Istrouma High was born in 1923-24, with August Rohlf as principal.  On the
faculty when the high school became a reality were John Ira Daniels, Lura
Butterworth, Alice DeLee, a Mrs. Morgan, Clara Faulk Roberts, Blanche
Mathews, a Mrs. Liter, Marjorie Pitchford, Linnie Byrnes and Marguerite
Barfield.


    An early sport preceding football in popularity at the school was
basketball.  The first boys’ basketball coach was faculty member Daniels. 
His players were called Wild Cats, not Indians.  Among those on the team were
Leo Couvillion, Monroe Larkin, Clarence Bankston, Jack Beckem, Adrian Beckem,
Leo Amrheim, Lawrence Dunn, Jewel Cavin and Oscar Liuzza.


    Marjorie Pitchford coached the first girls’ basketball team.  Members of
the first team were Mildred Poche, Juliet Barfield, Lelia Waddell, Adele
Palmer, Gladys Longuepee.  Other players were Louise Adams, Mary Stewart and
Myra Kelly.  Among other basketball coaches were Linnie Byrnes, Clara Faulk
Roberts and a Miss Jones.


    Pitchford was also in charge of a hiking club.  Among their outings was
one to Plaquemine.  Another was to the new LSU campus.


    Uniforms consisted of a very loose blouse with a sailor collar (middy
blouse) and with a long black tie.  To complete the dress were black
bloomers, described as loose trousers gathered at the knee, black knee-length
stockings and high-top shoes.


    The first graduating services at Istrouma High were held May 14, 1924. 
The seven girl graduates wore white voile, ankle-length dresses made by their
mothers or by themselves.  The one boy graduate wore a suit.  class members
were Leo Couvillion, Marcia Brown, Lucille Denham, Bessie Hawsey, Myra Kelly,
Adele Palmer, Margie Rayborn and Mary Stewart.


    H. P. Overton was principal of the school in 1924 and served for 30
years.  Abner (Foots) Moreland took over the basketball team as coach, and
Wedge Kyes followed as coach in 1928, serving until 1940.

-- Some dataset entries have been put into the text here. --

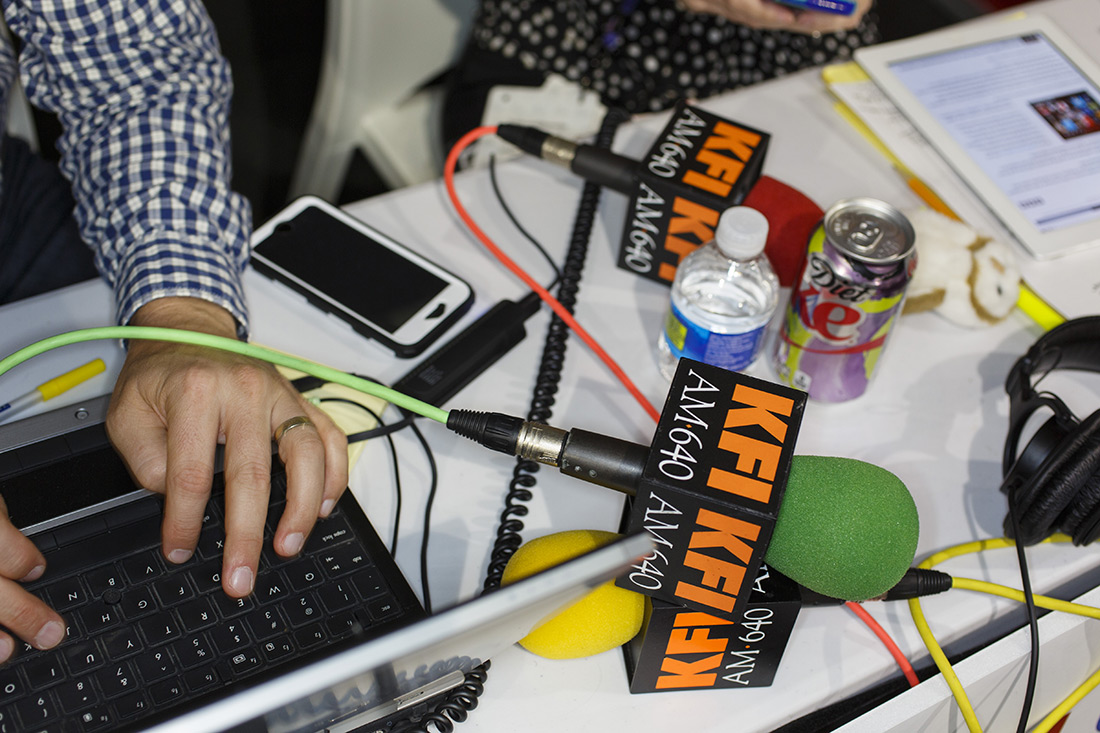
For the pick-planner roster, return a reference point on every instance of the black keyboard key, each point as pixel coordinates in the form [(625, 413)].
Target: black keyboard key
[(36, 709), (303, 610), (144, 566), (155, 665), (303, 573), (138, 602), (11, 686), (342, 559), (116, 679), (229, 636), (277, 648), (158, 628), (244, 663), (131, 704), (194, 651), (310, 635), (230, 606), (197, 614), (98, 616), (77, 696), (83, 656), (100, 719), (383, 609), (337, 595), (173, 590), (264, 623), (200, 679), (167, 692), (207, 576), (66, 594), (44, 671), (211, 543), (369, 583), (342, 624), (105, 579), (329, 532), (122, 643), (271, 586)]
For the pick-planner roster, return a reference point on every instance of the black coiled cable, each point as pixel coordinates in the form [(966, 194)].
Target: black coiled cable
[(461, 700), (454, 708), (549, 374)]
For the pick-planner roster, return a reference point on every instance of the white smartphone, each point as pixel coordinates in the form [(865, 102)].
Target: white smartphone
[(383, 290)]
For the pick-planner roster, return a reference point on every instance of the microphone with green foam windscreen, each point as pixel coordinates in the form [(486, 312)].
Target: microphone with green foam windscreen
[(846, 529)]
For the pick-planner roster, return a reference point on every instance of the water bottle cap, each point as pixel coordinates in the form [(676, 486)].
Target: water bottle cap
[(741, 232)]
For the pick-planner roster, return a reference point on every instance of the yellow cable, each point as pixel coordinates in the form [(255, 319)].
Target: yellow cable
[(1063, 709), (945, 667), (925, 631), (1013, 594)]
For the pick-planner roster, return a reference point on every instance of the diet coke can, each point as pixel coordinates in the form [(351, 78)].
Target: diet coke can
[(847, 299)]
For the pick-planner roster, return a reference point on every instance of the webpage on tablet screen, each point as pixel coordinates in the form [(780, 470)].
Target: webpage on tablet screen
[(1027, 117)]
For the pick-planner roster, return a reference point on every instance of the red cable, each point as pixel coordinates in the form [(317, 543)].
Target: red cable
[(884, 637), (449, 168), (452, 160)]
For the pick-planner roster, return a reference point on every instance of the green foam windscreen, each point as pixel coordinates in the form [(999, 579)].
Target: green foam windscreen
[(605, 619), (846, 528)]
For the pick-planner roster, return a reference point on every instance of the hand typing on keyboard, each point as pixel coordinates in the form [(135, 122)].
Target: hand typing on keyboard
[(173, 403), (21, 612)]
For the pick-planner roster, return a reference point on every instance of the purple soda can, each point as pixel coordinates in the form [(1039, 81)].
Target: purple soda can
[(854, 277)]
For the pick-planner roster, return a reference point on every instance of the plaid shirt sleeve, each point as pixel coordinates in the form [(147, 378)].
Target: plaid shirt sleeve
[(142, 93)]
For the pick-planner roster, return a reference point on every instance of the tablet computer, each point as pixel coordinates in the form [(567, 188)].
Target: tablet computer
[(1014, 108)]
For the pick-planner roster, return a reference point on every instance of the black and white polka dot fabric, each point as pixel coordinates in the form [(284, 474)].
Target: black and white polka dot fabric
[(644, 55)]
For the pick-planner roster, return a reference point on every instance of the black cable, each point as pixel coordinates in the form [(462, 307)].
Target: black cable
[(427, 514), (519, 227), (553, 354), (384, 429), (1032, 621), (393, 453)]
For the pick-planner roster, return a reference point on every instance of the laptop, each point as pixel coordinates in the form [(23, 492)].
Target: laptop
[(331, 639)]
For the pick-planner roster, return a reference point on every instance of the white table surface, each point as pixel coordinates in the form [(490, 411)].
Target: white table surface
[(935, 415)]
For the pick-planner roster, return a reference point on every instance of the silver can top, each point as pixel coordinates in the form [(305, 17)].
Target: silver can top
[(869, 230)]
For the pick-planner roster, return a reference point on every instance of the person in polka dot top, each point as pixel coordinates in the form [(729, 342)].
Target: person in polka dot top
[(644, 55)]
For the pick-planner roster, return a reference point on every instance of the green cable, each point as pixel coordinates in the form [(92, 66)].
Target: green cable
[(195, 338)]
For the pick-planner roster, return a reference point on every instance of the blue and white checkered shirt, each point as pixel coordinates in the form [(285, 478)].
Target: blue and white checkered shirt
[(142, 93)]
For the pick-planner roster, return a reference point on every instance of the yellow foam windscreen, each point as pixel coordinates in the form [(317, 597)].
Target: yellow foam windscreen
[(605, 619)]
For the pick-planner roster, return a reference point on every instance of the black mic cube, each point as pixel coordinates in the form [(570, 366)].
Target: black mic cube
[(712, 487), (701, 165), (679, 648)]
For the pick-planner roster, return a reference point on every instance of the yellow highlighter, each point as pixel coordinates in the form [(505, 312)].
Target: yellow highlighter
[(53, 387)]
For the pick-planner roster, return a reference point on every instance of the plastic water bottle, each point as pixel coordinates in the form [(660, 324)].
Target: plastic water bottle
[(723, 296)]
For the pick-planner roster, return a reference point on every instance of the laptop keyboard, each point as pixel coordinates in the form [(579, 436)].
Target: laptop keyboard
[(144, 635)]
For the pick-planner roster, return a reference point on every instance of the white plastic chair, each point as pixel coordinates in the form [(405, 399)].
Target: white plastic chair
[(378, 55)]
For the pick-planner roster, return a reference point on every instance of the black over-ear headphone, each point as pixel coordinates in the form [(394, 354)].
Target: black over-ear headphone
[(1055, 484)]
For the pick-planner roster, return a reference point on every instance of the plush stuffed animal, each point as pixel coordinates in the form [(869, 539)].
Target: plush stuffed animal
[(968, 279)]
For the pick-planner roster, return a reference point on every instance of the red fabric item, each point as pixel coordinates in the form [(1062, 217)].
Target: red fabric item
[(791, 219)]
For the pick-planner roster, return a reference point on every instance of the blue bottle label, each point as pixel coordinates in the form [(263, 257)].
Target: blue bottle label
[(733, 351)]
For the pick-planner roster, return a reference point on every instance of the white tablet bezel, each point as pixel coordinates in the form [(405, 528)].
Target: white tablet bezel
[(878, 61)]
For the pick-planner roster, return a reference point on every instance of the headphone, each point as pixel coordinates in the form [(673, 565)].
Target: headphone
[(1055, 483)]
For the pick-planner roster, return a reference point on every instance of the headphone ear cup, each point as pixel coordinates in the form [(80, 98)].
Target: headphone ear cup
[(1051, 499)]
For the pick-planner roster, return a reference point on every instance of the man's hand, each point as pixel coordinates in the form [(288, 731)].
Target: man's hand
[(770, 15), (20, 612), (174, 403)]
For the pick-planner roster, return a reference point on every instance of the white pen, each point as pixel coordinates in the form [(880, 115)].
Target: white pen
[(53, 387)]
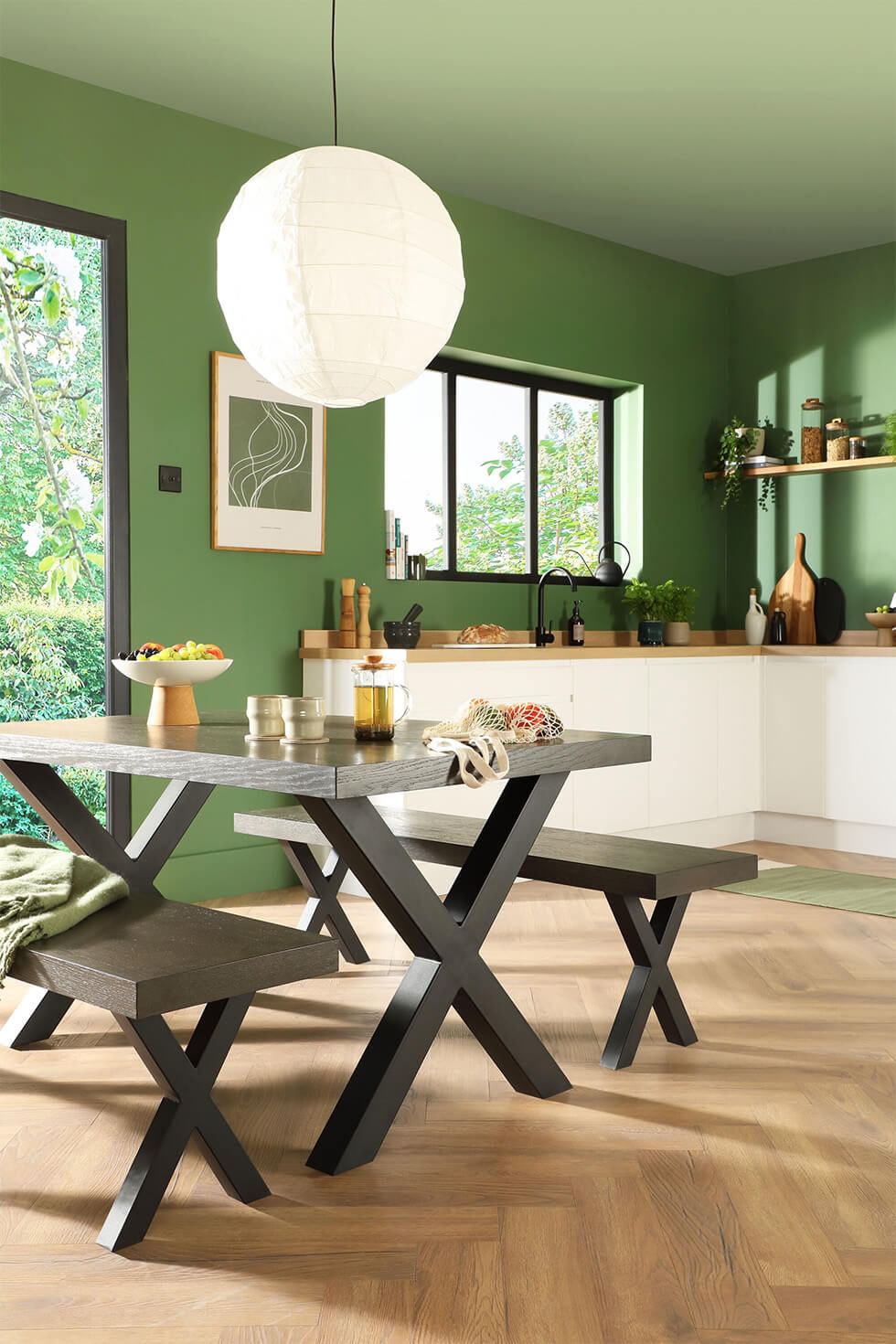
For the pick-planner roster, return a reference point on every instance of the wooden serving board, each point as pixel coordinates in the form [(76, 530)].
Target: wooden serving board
[(795, 593)]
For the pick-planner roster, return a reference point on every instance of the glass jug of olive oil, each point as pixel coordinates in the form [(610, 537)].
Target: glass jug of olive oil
[(375, 692)]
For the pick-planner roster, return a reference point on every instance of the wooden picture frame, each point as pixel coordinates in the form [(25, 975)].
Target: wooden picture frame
[(272, 499)]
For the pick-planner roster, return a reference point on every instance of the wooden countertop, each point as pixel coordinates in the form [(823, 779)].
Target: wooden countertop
[(600, 644)]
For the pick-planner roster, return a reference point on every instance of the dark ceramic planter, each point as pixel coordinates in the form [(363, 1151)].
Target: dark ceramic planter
[(650, 634)]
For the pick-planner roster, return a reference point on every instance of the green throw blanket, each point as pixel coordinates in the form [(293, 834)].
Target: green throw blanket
[(43, 891)]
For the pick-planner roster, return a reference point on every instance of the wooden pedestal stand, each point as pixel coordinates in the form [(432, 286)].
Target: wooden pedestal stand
[(172, 707)]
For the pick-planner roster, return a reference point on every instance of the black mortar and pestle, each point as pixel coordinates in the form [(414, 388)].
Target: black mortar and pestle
[(404, 634)]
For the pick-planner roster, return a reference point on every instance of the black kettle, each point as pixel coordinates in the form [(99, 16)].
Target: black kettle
[(612, 574)]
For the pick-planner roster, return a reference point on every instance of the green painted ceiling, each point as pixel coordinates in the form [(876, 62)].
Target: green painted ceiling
[(726, 134)]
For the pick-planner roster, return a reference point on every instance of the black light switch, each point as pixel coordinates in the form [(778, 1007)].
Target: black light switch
[(169, 479)]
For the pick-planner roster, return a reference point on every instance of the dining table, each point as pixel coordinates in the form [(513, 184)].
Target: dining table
[(335, 781)]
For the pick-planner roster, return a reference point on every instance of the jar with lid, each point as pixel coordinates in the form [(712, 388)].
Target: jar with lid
[(837, 433), (812, 440)]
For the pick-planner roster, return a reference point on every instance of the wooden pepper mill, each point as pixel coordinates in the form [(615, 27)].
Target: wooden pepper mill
[(347, 615), (363, 615)]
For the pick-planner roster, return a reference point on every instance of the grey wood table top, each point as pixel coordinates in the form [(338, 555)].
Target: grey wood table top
[(215, 752)]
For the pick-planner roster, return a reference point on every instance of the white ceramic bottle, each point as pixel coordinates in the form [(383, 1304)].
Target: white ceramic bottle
[(755, 621)]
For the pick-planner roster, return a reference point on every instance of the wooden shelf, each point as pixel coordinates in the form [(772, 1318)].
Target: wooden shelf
[(807, 468)]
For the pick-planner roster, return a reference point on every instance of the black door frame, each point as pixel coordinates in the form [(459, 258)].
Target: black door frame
[(113, 237)]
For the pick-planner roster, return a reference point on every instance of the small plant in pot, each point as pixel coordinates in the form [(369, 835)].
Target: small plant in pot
[(736, 445), (647, 606), (664, 612), (677, 603)]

    The years 1932-33 are remembered as Great Depression years.  Those
children who didn’t go home for lunch brought a lunch that often consisted of
a biscuit with syrup or homemade jelly, and a baked sweet potato.  Times were
hard.  Many children wore shoes with large holes in them.  No invitations to
the commencement exercises were printed in 1933, and everything was very
simple.  The girls’ attire consisted of a white linen suit purchased on sale
at Goudchaux for $2.90.  The boys wore a white shirt and dark colored pants.


    New faces on the campus in 1934-35 were Mr. and Mrs. Ellis A. (Little
Fuzz) Brown, Serita Cangelosi and Lulu Cangemi.  James Elton Brown (Big
Fuzz), a twin of Little Fuzz, had arrived a year earlier.


    This history, as pointed out by the author, was limited to events in the
beginning years, up to 1938, because there was no school yearbook, the Pow Wow
After that date, school activities were carried in the Pow Wow. 


    When the Brown brothers hit the grid dust, football was born at Istrouma
and made history.  One great player was Billy Cannon, Heisman trophy winner
in 1959.


    Great strides have been made in public education in the Istrouma area in
modern times.  Probably not all former students will remember archivist
Pollard’s very early recollections.  She has made a valiant effort in
spending years collecting items about school history in the Istrouma area.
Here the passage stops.